WASHINGTON - Maryland voters who tune in to this week's debates between two U.S. Senate candidates may be scratching their heads come Election Day, when they see four names on the ballot.

Maria Allwine of the Green Party and Thomas Trump of the Constitution Party are running, even if they have been excluded from debates between Sen. Barbara Mikulski, D-Md., and Republican challenger E.J. Pipkin.

"It is undemocratic to exclude third parties from fora such as this (debate)," said Allwine, 51, in an e-mail interview. "The people of Maryland have a fundamental right to hear other views. That is an integral part of a vital democracy."

Trump, 34, echoed Allwine's concerns in his own e-mail message, calling his exclusion the result of an electoral process that favors those who want to remain in power.

Organizers of both debates -- a Monday event at Maryland Public Television and a Friday event at WTOP radio -- said they limited participation to candidates who had received support from at least 15 percent of the voters in a "recognized independent statewide poll."

That meant Pipkin and Mikulski, who got 34 percent and 58 percent, respectively, in an October poll by Gonzales Research and Marketing Strategies. The same poll gave Allwine and Trump 1 percent each.

The League of Women Voters, which co-sponsored Monday's debate, said the 15 percent threshold was being used for the first time in Maryland and that the policy is a guideline established by the national party that state chapters can accept or reject.

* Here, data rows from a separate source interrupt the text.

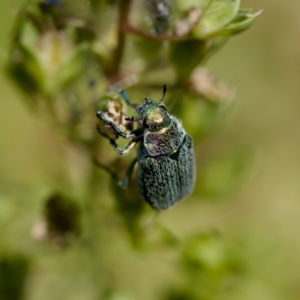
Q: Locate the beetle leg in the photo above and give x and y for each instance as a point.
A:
(115, 128)
(125, 97)
(127, 148)
(125, 181)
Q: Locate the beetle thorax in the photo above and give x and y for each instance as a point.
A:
(155, 117)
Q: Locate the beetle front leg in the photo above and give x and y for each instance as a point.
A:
(127, 148)
(115, 128)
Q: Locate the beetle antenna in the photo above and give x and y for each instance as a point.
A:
(164, 93)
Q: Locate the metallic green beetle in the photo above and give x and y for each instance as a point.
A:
(166, 161)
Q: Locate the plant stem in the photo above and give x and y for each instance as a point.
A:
(119, 51)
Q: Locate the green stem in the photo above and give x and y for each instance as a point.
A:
(119, 51)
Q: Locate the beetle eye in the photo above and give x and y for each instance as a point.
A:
(145, 124)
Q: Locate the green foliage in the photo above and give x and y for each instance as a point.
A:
(70, 60)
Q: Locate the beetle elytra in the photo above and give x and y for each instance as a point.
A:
(166, 161)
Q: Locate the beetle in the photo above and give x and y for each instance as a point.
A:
(166, 160)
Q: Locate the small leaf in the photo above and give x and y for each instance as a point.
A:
(215, 16)
(240, 23)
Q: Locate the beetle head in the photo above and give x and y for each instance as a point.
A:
(153, 116)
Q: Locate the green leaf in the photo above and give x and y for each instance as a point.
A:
(183, 6)
(73, 67)
(240, 23)
(218, 14)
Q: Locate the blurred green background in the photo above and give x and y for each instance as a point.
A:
(258, 223)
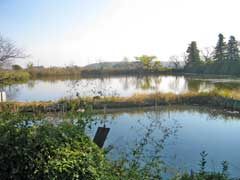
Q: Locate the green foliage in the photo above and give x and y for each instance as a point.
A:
(233, 51)
(193, 54)
(225, 60)
(220, 49)
(204, 175)
(146, 60)
(8, 77)
(34, 148)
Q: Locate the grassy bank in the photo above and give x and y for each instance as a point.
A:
(217, 99)
(8, 77)
(32, 147)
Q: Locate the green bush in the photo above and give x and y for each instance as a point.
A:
(37, 149)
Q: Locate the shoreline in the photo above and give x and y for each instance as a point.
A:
(210, 99)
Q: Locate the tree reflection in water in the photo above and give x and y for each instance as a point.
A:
(146, 149)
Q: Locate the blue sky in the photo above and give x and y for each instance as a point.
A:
(63, 32)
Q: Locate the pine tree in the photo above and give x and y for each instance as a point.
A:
(233, 51)
(193, 54)
(220, 49)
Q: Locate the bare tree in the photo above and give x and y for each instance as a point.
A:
(9, 52)
(207, 53)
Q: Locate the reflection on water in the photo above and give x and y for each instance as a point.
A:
(175, 135)
(54, 88)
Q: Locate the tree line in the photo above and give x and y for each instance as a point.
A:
(223, 54)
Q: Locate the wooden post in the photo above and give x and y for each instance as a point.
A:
(3, 97)
(101, 136)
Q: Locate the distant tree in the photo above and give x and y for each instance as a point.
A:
(207, 54)
(16, 67)
(157, 65)
(9, 52)
(125, 59)
(146, 60)
(30, 65)
(175, 61)
(193, 56)
(232, 49)
(220, 49)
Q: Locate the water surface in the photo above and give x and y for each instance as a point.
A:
(60, 87)
(178, 134)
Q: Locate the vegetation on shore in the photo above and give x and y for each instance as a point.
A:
(7, 77)
(224, 59)
(34, 147)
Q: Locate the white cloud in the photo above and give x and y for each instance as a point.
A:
(135, 27)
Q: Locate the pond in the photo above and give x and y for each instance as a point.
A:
(176, 134)
(60, 87)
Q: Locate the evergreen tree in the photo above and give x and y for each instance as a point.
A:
(220, 49)
(233, 51)
(192, 54)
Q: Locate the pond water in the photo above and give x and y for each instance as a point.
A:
(178, 134)
(56, 88)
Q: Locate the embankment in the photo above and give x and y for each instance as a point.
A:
(210, 99)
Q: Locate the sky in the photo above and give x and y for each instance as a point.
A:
(79, 32)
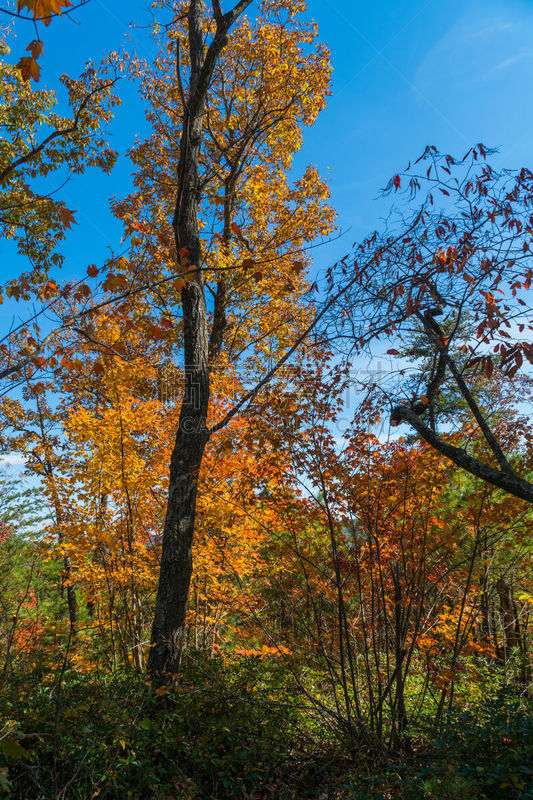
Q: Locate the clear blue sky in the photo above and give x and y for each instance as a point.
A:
(406, 73)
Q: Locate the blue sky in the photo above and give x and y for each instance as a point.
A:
(406, 73)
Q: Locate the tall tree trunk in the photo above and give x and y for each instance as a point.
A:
(168, 630)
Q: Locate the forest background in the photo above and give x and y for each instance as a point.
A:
(403, 77)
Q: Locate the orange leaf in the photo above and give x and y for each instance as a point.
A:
(67, 217)
(29, 68)
(36, 48)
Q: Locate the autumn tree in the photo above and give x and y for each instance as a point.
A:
(455, 270)
(229, 123)
(38, 145)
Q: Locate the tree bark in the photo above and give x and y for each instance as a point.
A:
(168, 630)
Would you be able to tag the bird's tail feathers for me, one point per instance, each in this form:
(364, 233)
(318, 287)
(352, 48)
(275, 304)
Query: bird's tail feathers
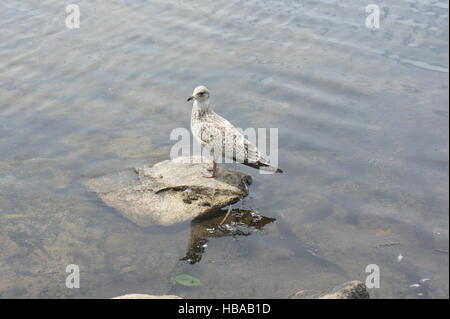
(263, 166)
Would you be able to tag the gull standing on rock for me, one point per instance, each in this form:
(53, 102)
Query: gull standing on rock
(221, 137)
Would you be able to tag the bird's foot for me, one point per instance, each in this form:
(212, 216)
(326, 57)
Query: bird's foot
(206, 175)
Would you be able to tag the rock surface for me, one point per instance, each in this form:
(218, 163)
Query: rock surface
(349, 290)
(143, 296)
(170, 192)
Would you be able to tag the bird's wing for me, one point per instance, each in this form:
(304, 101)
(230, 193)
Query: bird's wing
(221, 136)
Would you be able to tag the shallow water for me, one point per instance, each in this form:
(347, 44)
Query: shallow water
(363, 138)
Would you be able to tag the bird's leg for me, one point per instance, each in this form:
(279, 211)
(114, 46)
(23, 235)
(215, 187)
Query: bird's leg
(212, 169)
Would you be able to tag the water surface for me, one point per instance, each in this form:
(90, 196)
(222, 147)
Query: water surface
(363, 138)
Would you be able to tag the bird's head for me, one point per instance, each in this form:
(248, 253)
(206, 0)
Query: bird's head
(200, 94)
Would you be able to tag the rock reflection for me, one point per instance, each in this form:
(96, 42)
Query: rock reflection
(222, 223)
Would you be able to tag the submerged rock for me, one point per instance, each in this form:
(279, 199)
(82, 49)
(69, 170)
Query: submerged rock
(349, 290)
(144, 296)
(170, 192)
(222, 223)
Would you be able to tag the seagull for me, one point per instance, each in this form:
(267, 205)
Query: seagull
(220, 137)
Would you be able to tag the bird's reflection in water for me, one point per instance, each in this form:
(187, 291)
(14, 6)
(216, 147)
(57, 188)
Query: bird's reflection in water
(222, 223)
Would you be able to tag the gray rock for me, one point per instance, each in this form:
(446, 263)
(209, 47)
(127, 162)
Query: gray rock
(349, 290)
(144, 296)
(170, 192)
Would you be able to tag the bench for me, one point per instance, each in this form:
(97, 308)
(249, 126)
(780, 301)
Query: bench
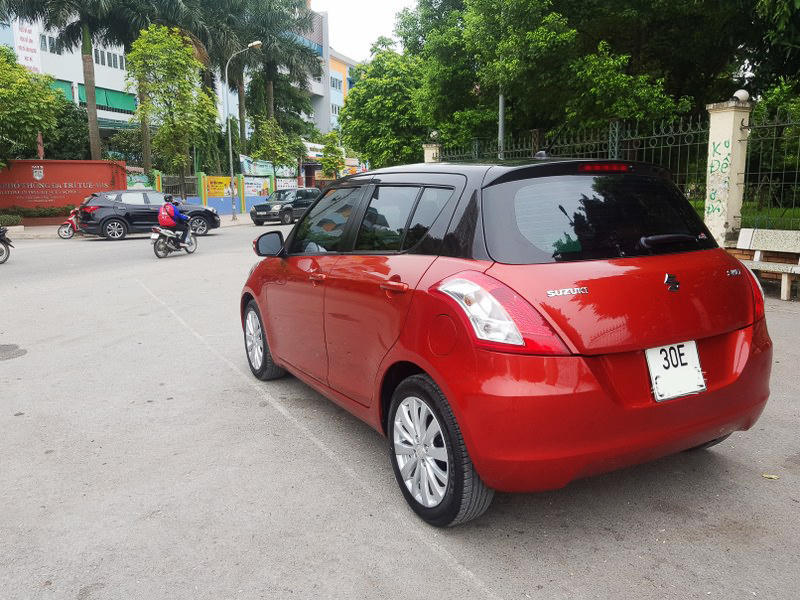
(772, 240)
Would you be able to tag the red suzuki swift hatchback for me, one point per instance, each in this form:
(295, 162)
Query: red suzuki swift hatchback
(512, 328)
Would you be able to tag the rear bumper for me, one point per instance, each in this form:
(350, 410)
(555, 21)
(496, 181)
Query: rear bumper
(546, 421)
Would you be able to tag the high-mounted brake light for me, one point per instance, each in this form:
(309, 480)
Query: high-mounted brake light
(603, 167)
(758, 295)
(500, 318)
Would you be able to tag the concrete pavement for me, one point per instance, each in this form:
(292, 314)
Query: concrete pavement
(139, 459)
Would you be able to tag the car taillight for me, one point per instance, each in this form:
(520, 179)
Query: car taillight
(500, 318)
(603, 167)
(758, 295)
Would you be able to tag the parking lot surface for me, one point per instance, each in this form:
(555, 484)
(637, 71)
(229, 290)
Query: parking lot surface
(139, 459)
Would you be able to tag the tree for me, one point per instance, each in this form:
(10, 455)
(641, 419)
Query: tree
(163, 60)
(28, 105)
(80, 23)
(379, 119)
(332, 155)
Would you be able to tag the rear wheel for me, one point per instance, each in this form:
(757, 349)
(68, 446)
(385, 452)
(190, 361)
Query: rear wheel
(199, 225)
(255, 344)
(114, 229)
(160, 247)
(708, 444)
(429, 457)
(191, 244)
(66, 231)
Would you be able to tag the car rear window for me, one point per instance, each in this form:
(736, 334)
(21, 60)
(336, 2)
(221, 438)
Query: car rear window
(584, 217)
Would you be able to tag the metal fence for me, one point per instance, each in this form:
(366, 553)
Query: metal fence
(772, 173)
(680, 145)
(171, 184)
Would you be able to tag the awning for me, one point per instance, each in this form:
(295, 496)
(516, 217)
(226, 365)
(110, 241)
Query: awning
(120, 100)
(65, 87)
(99, 95)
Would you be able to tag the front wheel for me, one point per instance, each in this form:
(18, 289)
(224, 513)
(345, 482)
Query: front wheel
(66, 231)
(429, 457)
(160, 247)
(199, 225)
(255, 344)
(115, 229)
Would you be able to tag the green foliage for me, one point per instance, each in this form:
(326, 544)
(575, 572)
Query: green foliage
(605, 91)
(162, 63)
(332, 155)
(28, 105)
(10, 220)
(271, 143)
(379, 119)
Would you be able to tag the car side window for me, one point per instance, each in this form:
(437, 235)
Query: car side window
(428, 208)
(131, 198)
(322, 226)
(155, 198)
(386, 218)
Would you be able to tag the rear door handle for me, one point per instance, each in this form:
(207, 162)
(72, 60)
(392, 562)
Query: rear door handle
(394, 286)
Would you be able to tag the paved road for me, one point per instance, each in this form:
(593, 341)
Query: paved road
(139, 459)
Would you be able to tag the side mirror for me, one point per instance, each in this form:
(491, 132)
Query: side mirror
(269, 244)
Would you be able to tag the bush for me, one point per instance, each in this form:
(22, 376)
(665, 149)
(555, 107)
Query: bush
(39, 211)
(10, 220)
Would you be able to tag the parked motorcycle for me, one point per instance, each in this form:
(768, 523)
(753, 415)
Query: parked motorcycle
(166, 241)
(5, 245)
(68, 228)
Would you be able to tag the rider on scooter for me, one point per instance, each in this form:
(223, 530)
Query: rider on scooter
(170, 216)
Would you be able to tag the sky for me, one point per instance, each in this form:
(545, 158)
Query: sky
(353, 25)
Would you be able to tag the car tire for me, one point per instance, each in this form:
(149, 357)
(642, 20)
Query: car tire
(199, 225)
(449, 488)
(708, 444)
(255, 345)
(114, 229)
(65, 231)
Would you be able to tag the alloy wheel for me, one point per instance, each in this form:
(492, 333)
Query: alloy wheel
(420, 451)
(254, 340)
(115, 230)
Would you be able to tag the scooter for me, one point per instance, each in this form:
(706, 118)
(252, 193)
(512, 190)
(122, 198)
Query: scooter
(166, 241)
(5, 245)
(68, 228)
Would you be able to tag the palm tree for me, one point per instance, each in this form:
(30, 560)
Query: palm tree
(80, 23)
(278, 25)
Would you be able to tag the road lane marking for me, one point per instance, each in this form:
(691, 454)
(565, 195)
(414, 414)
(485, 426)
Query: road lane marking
(414, 526)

The restrictions were designed to let the debates focus on "viable" candidates, organizers said.

"We felt 15 percent was a good enough cut-off to ensure candidates would be the ones people were interested in," said Lu Pierson, of the state's League of Women Voters.

Even though they have not been deemed viable by debate organizers, Allwine and Trump press on, running low-budget, lower-profile campaigns.

Allwine, a resident of Baltimore, said she takes any opportunity she can to campaign, going to community meetings and other gatherings to meet voters.

She is campaigning on a platform to end the war in Iraq, promote universal healthcare, and clean up the bay by encouraging farmers -- through the use of tax incentives -- to prevent nutrient runoff from their farms.

Trump, whose platform includes calls for an end to income taxes, is a staunch advocate of transferring the responsibilities of most federal departments and agencies to the states. The Constitution Party candidate also favors preserving and strengthening the Second Amendment rights of gun owners by allowing them to carry concealed weapons.

He is hoping to spread his campaign message through e-mail lists, word of mouth and affiliation with the national party, according to his campaign Web site.